Question

I'm having crazy issues on checkout page - it kicks the client out of the checkout:

500 Server error on /checkout/onepage/progress/?toStep=shipping_method

sometimes on billing too.

The issue is intermittent, sometimes it shows up, sometimes not.

SUPEE 7405 I have applied both 1.0 and 1.1 via FTP(direct file upload), but the issue with checkout still persists!

Please help!

PS: Both MCRYPT, MBSTRING and SOAP are enabled on the server. I'm running PHP 5.4.45 with APC 3.1.13 on 1230 Intel CPU, 16GB of RAM, 2TB Drives

Update:

Chrome Console spits this out:

prototype.js:1530 POST /checkout/onepage/saveBilling/ 500 (Internal Server Error)

Ajax.Request.Class.create.request @ prototype.js:1530 Ajax.Request.Class.create.initialize @ prototype.js:1495 (anonymous function) @ prototype.js:429 klass @ prototype.js:101Billing.save @ /skin/frontend/base/default/js/opcheckout.js:313 onclick @ /checkout/onepage/:679

UPDATE: Apache Logs have these types of errors:

24.87.30.186 - - [21/Apr/2016:16:13:43 -0700] "POST /checkout/onepage/saveBilling/ HTTP/1.1" 500 - "https://www.example.com/checkout/onepage/" "Mozilla/5.0 (Windows NT 6.1; WOW64) AppleWebKit/537.36 (KHTML, like Gecko) Chrome/49.0.2623.112 Safari/537.36"
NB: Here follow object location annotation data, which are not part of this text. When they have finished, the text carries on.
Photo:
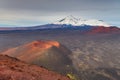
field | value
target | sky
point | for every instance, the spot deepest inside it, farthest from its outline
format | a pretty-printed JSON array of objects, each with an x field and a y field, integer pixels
[{"x": 38, "y": 12}]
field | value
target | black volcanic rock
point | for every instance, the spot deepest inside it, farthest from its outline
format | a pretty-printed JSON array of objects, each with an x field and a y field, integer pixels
[{"x": 14, "y": 69}]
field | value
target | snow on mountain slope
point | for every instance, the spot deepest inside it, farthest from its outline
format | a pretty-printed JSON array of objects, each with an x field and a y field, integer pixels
[{"x": 70, "y": 20}]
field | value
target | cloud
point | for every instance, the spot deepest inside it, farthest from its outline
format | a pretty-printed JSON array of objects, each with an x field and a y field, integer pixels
[{"x": 46, "y": 11}]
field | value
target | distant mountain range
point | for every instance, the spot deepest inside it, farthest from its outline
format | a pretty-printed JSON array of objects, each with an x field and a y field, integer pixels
[
  {"x": 70, "y": 23},
  {"x": 70, "y": 20}
]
216.129.65.170 - - [21/Apr/2016:16:08:00 -0700] "GET /checkout/onepage/progress/?toStep=payment HTTP/1.1" 500 461 "https://www.example.com/checkout/onepage/" "Mozilla/5.0 (Windows NT 10.0; WOW64) AppleWebKit/537.36 (KHTML, like Gecko) Chrome/49.0.2623.112 Safari/537.36"
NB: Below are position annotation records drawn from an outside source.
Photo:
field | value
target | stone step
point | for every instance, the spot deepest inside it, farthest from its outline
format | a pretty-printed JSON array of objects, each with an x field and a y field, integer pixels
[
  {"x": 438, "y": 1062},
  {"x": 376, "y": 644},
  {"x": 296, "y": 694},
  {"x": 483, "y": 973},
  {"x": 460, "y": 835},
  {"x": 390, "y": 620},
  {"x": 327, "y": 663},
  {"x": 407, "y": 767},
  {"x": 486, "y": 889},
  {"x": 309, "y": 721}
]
216.129.65.170 - - [21/Apr/2016:16:08:00 -0700] "GET /checkout/onepage/progress/?toStep=payment HTTP/1.1" 500 461 "https://www.example.com/checkout/onepage/" "Mozilla/5.0 (Windows NT 10.0; WOW64) AppleWebKit/537.36 (KHTML, like Gecko) Chrome/49.0.2623.112 Safari/537.36"


UPDATE

I just ran tail -f command on error_log when the error happened:

tail -f 200 /usr/local/apache/logs/error_log

[Fri Apr 22 08:37:36.234374 2016] [fcgid:warn] [pid 20874:tid 140365143197440] ( [Fri Apr 22 08:41:52.653576 2016] [fcgid:warn] [pid 20892:tid 140365143197440] (104)Connection reset by peer: [client 1.1.1.1:29184] mod_fcgid: error reading data from FastCGI server, referer: https://www.example.com/checkout/onepage/ [Fri Apr 22 08:41:52.653629 2016] [core:error] [pid 20892:tid 140365143197440] [client 1.1.1.1:29184] End of script output before headers: index.php, referer: https://www.example.com/checkout/onepage/ [Fri Apr 22 08:41:52.743064 2016] [fcgid:error] [pid 20871:tid 140365330593728] mod_fcgid: process /usr/local/cpanel/cgi-sys/php5(21528) exit(communication error), get signal 11, possible coredump generated zend_mm_heap corrupted [Fri Apr 22 08:41:52.791456 2016] [fcgid:warn] [pid 20892:tid 140365143197440] (104)Connection reset by peer: [client 1.1.1.1:29184] mod_fcgid: error reading data from FastCGI server, referer: https://www.example.com/checkout/onepage/ [Fri Apr 22 08:41:52.791491 2016] [core:error] [pid 20892:tid 140365143197440] [client 1.1.1.1:29184] End of script output before headers: index.php, referer: https://www.example.com/checkout/onepage/

[Fri Apr 22 08:45:52.376926 2016] [core:error] [pid 20873:tid 140365284730624] [client 1.1.1.1:29240] End of script output before headers: index.php, referer: https://www.example.com/checkout/onepage/ [Fri Apr 22 08:45:52.540121 2016] [fcgid:error] [pid 20871:tid 140365330593728] mod_fcgid: process /usr/local/cpanel/cgi-sys/php5(22178) exit(communication error), get signal 11, possible coredump generated [Fri Apr 22 08:45:52.540414 2016] [fcgid:error] [pid 20871:tid 140365330593728] mod_fcgid: process /usr/local/cpanel/cgi-sys/php5(22113) exit(communication error), get signal 11, possible coredump generated

I have checked with Sysadmin of the server:

"That message means the php script is crashing php. Most likely due to opcode caching."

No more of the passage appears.